Ich habe dies damals nicht infrage gestellt, doch heute wundere ich mich darüber. Warum wurde der typische Mädchenkram auf einmal als „kindisch“ und „uncool“ abgetan, doch der Jungskram war angesagt? Ab wann war es denn uncool geworden, ein Mädchen zu sein? Was bedeutet es überhaupt, ein Mädchen zu sein? Seit wann war meine Existenz als Mädchen davon abhängig, ob ich von Jungs gemocht wurde? Und wer stellte diese Regeln überhaupt auf? Anscheinend gab es da einen geheimen Codex, von dem ich nichts wusste. Doch meine Klassenkameraden hielten sich daran, als wäre er das Evangelium. Irgendwo versteckt auf dem Schulhof, hinter dem Klettergerüst, bildete sich ein Gericht an allwissenden Teenagern zusammen, die all jene verurteilten, die sich nicht ihren Gesetzen beugten. Die Strafe? Man wurde nicht auf die nächste Geburtstagsparty eingeladen und durfte der klasseninternen WhatsApp-Gruppe nicht beitreten.

Ich wurde älter und plötzlich waren Blümchenmuster wieder okay. Ich wurde als junge Frau erklärt und hatte mich nun noch mehr für Jungs zu interessieren. Mir schien, als wäre ich mein Leben lang nur dafür vorbereitet worden, dem anderen Geschlecht zu gefallen. Nun war es ganz wichtig, die eigene Weiblichkeit zu erforschen und hübsch auszusehen. Doch da machte ich nicht mehr mit. Jetzt reichte es mir. Ich gab meine bequemen Sneakers sicher nicht für Stöckelschuhe auf.
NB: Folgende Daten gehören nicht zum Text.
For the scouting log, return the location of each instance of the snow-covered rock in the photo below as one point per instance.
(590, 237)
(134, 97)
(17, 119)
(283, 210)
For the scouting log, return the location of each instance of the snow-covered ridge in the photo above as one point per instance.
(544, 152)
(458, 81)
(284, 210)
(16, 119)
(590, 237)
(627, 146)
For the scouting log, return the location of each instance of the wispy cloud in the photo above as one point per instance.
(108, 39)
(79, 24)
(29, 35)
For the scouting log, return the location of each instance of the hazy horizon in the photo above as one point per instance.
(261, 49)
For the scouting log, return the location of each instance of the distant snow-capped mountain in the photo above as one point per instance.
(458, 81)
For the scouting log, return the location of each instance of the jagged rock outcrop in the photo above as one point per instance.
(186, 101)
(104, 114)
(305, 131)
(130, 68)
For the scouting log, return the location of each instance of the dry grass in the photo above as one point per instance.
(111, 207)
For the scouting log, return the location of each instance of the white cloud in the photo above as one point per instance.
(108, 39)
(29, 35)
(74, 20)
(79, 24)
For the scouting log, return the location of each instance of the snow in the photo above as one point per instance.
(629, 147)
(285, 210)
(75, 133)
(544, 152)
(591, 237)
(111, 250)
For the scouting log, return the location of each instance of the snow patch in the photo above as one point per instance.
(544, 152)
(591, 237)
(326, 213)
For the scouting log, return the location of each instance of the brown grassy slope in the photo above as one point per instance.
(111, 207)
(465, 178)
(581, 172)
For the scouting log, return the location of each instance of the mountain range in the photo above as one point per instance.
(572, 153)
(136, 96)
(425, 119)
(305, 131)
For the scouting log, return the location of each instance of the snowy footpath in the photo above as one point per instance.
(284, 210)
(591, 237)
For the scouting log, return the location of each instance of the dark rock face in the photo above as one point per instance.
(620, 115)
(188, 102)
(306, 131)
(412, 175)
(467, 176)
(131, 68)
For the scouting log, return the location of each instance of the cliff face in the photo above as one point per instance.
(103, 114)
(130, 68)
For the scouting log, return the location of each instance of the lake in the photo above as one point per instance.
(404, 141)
Rückblickend weiß ich nicht, was von all dem wirklich ICH war. Mochte ich den Ballettunterricht? Was war mit den Kleidern und den Barbies? War das wirklich ich oder die Version meiner selbst, die ich mir geschaffen habe, um das stolze Funkeln in den Augen meiner Eltern zu sehen? („Das ist meine kleine Prinzessin!“) Und als ich älter wurde, interessierte ich mich da wirklich für Star Wars und Horrorbücher, oder wollte ich bloß als „unmädchenhaft“ und damit „cool“ gelten? Wer bin ich und was würde von mir übrigbleiben, wenn ich aufhörte zu versuchen, anderen zu gefallen? Gäbe es mich dann überhaupt noch?

Von meiner Geburt an wurden Erwartungen an mich gestellt, basierend auf dem Geschlecht, das man mir in meine Geburtsurkunde eintrug. Man erwartete von mir, mich geschlechtskonform zu verhalten und sah dies als die Normalität an. Ich wurde gelehrt, was meine Rolle in der Gesellschaft war und wie ich mich zu verhalten hatte.

Geh gerade und aufrecht.
Lächle mehr.
Eine Dame überkreuzt die Beine beim Sitzen.
Frauen tragen keine schweren Dinge, dazu sind die Männer da.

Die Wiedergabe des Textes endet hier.